Line extension refers to the expansion of an existing product line. For instance, a soft drink manufacturer might introduce a "Diet" or "Cherry" variety to its cola line, while a toy manufacturer might introduce new characters or accessories in its line of action figures. In short, line extension adds variety to its existing product for the sake of reaching a more diverse customer base and enticing existing customers with new options.
Brand extension refers to the expansion of the brand itself into new territories or markets. For instance, if a soft drink manufacturer unveils a line of juices or bottled water products under its company name, this would constitute an example of brand extension. The brand, or company, is an established name, and so the name alone can serve to drive customers to try new products completely unrelated to the older product lines.
A line extension can reinvigorate a product line, bringing it back into the public awareness by drawing new customers and higher profits. A brand extension can increase profits by allowing manufacturers to tap into new markets and offer increased diversity in their inventory.
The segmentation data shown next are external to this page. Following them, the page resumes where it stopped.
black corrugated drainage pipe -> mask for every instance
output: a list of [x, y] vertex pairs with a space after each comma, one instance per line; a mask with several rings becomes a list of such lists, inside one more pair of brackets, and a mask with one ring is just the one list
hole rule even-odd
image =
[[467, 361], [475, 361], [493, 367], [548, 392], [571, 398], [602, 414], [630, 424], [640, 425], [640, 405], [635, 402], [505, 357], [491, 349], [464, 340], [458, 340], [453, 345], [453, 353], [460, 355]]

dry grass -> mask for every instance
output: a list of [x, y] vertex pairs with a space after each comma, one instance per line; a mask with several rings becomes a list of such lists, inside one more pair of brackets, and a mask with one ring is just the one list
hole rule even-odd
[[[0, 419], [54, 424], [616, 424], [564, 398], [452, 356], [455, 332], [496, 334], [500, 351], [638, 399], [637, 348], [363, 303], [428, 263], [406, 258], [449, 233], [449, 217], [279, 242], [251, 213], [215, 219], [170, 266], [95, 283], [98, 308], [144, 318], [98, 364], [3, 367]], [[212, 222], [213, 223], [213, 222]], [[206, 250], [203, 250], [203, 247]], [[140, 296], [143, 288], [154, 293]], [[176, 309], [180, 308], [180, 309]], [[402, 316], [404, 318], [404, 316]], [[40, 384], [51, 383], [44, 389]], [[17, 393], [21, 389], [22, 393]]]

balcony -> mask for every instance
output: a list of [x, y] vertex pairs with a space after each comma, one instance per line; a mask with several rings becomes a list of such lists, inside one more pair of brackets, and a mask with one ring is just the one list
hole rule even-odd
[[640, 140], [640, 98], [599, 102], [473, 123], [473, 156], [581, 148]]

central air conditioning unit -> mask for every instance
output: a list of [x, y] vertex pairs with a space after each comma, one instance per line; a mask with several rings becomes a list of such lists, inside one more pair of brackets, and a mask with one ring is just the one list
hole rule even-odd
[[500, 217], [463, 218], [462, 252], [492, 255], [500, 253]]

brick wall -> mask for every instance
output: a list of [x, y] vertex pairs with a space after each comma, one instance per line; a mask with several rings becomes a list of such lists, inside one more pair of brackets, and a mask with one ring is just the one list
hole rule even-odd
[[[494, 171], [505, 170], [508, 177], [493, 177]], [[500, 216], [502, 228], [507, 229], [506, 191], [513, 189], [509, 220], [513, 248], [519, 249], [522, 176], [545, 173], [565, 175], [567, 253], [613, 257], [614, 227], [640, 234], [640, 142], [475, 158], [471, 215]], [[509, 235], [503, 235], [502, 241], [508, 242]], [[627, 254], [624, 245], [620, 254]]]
Line extensions and brand extensions both allow companies to promote new products with reduced promotional costs because the new lines or brands benefit from being part of an established name.
Any time a company introduces a new brand or line, the company name could become tarnished if the product proves to be an immense failure. Consumers might feel less inclined to support the company's new products in the future. So each new extension, in some way, carries the reputation of the entire company, and that can backfire. Extensions can also cause intra-firm competition, wherein conflict arises among different divisions of a company.